Giving Putin an off-ramp could require a painful, protracted negotiating process, potentially leading to accusations that the United States is feeding Ukraine to the Russian wolf.

Building a cross-aisle coalition in Washington won’t be easy, either.

On Tuesday, as discussions on a bipartisan bill to penalize Russia broke down, the best Congress could cobble together was a statement expressing solidarity with Ukraine. Two of the holdouts were Cotton and Senator Ted Cruz of Texas, both of whom harbor presidential ambitions. Senate Republicans introduced their own punitive legislation — the Never Yielding Europe’s Territory, or NYET Act, a rhetorical flourish in the form of a bill that would halt Nord Stream 2, a Baltic Sea gas pipeline meant to bypass Ukraine.

The proposal was a reminder that Republicans have a megaphone but no real responsibility.

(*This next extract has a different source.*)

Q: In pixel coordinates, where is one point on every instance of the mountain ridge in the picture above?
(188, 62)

And in an election year, national security can get political in a hurry.

Historically, any effect that foreign crises have on public opinion tends to be ephemeral.

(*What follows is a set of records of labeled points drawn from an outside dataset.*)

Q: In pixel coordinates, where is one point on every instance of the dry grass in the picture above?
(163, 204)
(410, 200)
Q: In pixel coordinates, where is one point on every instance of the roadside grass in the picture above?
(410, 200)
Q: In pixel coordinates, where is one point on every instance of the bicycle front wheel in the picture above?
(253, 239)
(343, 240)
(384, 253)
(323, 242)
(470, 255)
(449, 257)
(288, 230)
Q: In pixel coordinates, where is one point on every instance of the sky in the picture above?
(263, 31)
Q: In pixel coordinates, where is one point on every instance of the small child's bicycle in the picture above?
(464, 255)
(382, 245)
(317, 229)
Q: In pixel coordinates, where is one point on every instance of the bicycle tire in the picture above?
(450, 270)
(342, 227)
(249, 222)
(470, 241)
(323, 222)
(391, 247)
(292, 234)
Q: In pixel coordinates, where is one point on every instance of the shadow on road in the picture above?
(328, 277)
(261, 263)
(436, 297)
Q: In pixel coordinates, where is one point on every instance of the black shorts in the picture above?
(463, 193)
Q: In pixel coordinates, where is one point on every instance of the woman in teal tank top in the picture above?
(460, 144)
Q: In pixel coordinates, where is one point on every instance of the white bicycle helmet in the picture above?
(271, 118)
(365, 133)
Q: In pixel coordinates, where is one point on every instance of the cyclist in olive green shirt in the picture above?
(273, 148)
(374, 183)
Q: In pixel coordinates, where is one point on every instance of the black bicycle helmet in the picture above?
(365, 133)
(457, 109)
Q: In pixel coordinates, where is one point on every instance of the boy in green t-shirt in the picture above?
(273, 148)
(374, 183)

After John F. Kennedy led the United States out of the Cuban missile crisis, his approval rating soared to 76 percent. By the time of his assassination a year later, it had fallen to the upper 50s. George H.W. Bush’s approval rating reached 89 percent after the first Gulf War, but it sank to 29 percent as the economy slumped, and he lost re-election to Bill Clinton. Killing Osama bin Laden bought Barack Obama about a month of buoyant poll numbers, at most.

But when things go wrong abroad, the damage to a president’s credibility can be devastating. Lyndon B. Johnson declined to run for re-election after the Tet offensive in Vietnam helped drive his approval ratings into the mid-30s. The seizure of American hostages in Iran paralyzed Jimmy Carter, contributing to his defeat in 1980. And though George W. Bush was re-elected in 2004, Iraq haunted the remainder of his presidency.

David Axelrod, a former senior adviser to Obama, said that Biden has been “very smart, strong and deliberate” on Ukraine. “Even as most Americans are focused closer to home,” he added, “‘smart, strong and deliberate’ are welcome adjectives for this president after a challenging six months.”

Should Putin gain the upper hand, though, history’s judgment could be harsh. And even if things go well, some question the wisdom of devoting so much attention to a region that represents the geopolitical past, not its future.

“We have to focus on China,” said Elbridge Colby, a former Pentagon official in the Trump administration. “The military situation in Asia is increasingly acute, and we’re way behind. Russia’s a secondary issue.”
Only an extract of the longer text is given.